For example in the Nigerian city of Lagos, where the United Nations special rapporteur on torture and his team carried out a surprise inspection of a police station that had given itself the rather lofty title of a detention center. "I've never seen anything like it," Nowak says. "Between 100 and 120 severely tortured people crowded closely together. Three women among them, and children too -- the oldest aged 14. Men with untreated gunshot wounds and limbs that were literally rotting -- a common torture method in Nigeria."
No one was expecting him when he showed up at the police headquarters in Amman on the last day of his visit to Jordan. He ordered a secret cell to be opened. Behind the door lay a prisoner "in a terrible condition." He had been suspended above the ground by his wrists, which had been tied behind his back -- a classic torture method dating back to the Middle Ages. "He could no longer stand, walk or anything," Nowak says. "In these types of cases, emotional distance is impossible. You're fully involved."

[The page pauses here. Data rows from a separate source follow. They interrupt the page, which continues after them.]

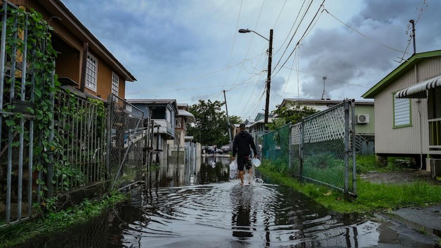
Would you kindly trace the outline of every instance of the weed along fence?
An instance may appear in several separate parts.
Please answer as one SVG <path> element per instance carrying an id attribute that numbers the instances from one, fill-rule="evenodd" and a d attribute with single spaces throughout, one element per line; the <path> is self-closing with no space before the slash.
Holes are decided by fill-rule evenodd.
<path id="1" fill-rule="evenodd" d="M 299 178 L 356 196 L 354 100 L 264 135 L 263 155 Z"/>
<path id="2" fill-rule="evenodd" d="M 73 190 L 140 180 L 142 111 L 113 95 L 105 104 L 62 89 L 51 28 L 0 3 L 0 227 L 54 209 Z"/>

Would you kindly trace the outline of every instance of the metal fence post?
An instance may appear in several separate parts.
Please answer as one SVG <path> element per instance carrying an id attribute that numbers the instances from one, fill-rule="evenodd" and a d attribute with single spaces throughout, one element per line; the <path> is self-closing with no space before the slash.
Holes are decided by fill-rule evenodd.
<path id="1" fill-rule="evenodd" d="M 289 124 L 289 127 L 288 129 L 288 144 L 289 146 L 289 149 L 288 149 L 288 168 L 289 168 L 289 172 L 291 173 L 291 155 L 292 154 L 292 152 L 291 151 L 292 148 L 292 141 L 291 141 L 291 128 L 292 127 L 292 125 Z"/>
<path id="2" fill-rule="evenodd" d="M 7 19 L 7 4 L 3 2 L 3 16 L 2 19 L 1 47 L 0 48 L 0 110 L 3 110 L 3 92 L 4 83 L 4 63 L 6 50 L 6 21 Z M 1 140 L 2 122 L 3 115 L 0 115 L 0 141 Z M 0 142 L 0 145 L 1 144 Z M 0 145 L 1 148 L 1 145 Z"/>
<path id="3" fill-rule="evenodd" d="M 23 37 L 23 42 L 24 48 L 23 48 L 23 53 L 22 55 L 22 85 L 20 89 L 21 96 L 20 100 L 24 101 L 25 93 L 26 92 L 26 52 L 27 52 L 27 15 L 26 15 L 25 17 L 25 27 L 24 35 Z M 19 148 L 19 188 L 18 188 L 18 200 L 17 204 L 17 218 L 20 220 L 22 218 L 22 203 L 23 194 L 23 153 L 24 149 L 24 128 L 25 120 L 23 117 L 20 118 L 20 129 L 21 132 L 19 134 L 19 140 L 20 142 Z"/>
<path id="4" fill-rule="evenodd" d="M 357 196 L 357 161 L 355 150 L 355 100 L 352 99 L 351 102 L 351 110 L 352 118 L 352 193 L 355 196 Z M 361 136 L 360 136 L 361 137 Z"/>
<path id="5" fill-rule="evenodd" d="M 300 180 L 300 181 L 303 181 L 303 143 L 304 142 L 304 137 L 305 137 L 305 129 L 304 127 L 304 123 L 303 121 L 300 122 L 300 131 L 299 137 L 299 179 Z"/>
<path id="6" fill-rule="evenodd" d="M 106 129 L 107 130 L 107 147 L 106 148 L 106 178 L 110 179 L 110 149 L 112 147 L 112 106 L 113 98 L 112 94 L 110 94 L 107 97 L 107 120 L 106 123 Z"/>
<path id="7" fill-rule="evenodd" d="M 349 199 L 349 104 L 344 100 L 344 198 Z"/>
<path id="8" fill-rule="evenodd" d="M 54 141 L 54 107 L 55 105 L 55 98 L 54 96 L 54 92 L 53 91 L 54 87 L 55 85 L 55 60 L 53 62 L 54 69 L 51 73 L 51 88 L 52 91 L 49 94 L 49 99 L 51 101 L 51 105 L 49 107 L 49 111 L 52 114 L 52 119 L 51 120 L 51 123 L 49 126 L 50 133 L 49 137 L 48 138 L 48 142 L 49 144 L 51 144 Z M 52 181 L 53 179 L 53 165 L 54 165 L 54 152 L 53 151 L 49 151 L 48 153 L 48 158 L 49 159 L 49 164 L 48 165 L 47 175 L 46 177 L 46 187 L 48 188 L 48 198 L 52 198 L 53 192 Z"/>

You just have to try to forget such experiences as far as that is possible, he continues, making sure none of it affects to you too much -- even if that is "sometimes just not possible." And you have to try to constantly motivate yourself with the "small successes," he adds.
But the Viennese professor for constitutional law and human rights will not have too many positive experiences to recount when he presents his final report to the UN General Assembly in New York this week. His mandate expires in about five months, and the time has come to take stock.